Parallel-core flow tests were conducted with two undamaged core plugs having widely contrasting permeabilities. Tests showed that essentially no diversion of liquid to the low-permeability core would be realized following injection of a foam slug, unless specific permeability conditions were met. Tests also indicated that gas trapping during liquid injection following a foam slug is much more efficient in low-permeability cores than in high-permeability cores. Trapping of foam caused the total mobility (λt) in the low-permeability core to remain low during liquid injection, while λt in the high-permeability core increased greatly. In one test, this effect caused complete shutoff of liquid flow to the low-permeability core after a small foam slug was injected.

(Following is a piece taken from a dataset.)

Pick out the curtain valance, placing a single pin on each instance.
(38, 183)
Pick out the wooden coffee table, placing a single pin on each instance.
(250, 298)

In other tests, a small foam slug was followed by injections of unfoamed acid into a damaged and an undamaged sandstone core. The results indicate that the combined effect of the foam slug and acid was extremely effective in diverting acid flow from the undamaged core to the damaged core. Long core plugs of similar permeability were used. A thin, low-permeability core wafer was placed at the core face of one of the plugs to simulate near-wellbore damage. This thin damage layer caused highly uneven liquid flow to the two cores before foam slug injection. The acid diverted to the damaged core caused a rapid increase in the permeability of the damaged zone. Sustained diversion of liquid flow to the damaged core was then maintained. Injection of a second foam slug caused the liquid flow distribution to the cores to nearly equalize, since trapped gas reduced liquid mobility in both cores. The liquid flow distribution then diverged as mobility in the cores increased at unequal rates.

The bottomhole pressure (BHP) response from a matrix acidizing treatment using foam slugs for diversion illustrates the agreement of field results with laboratory results.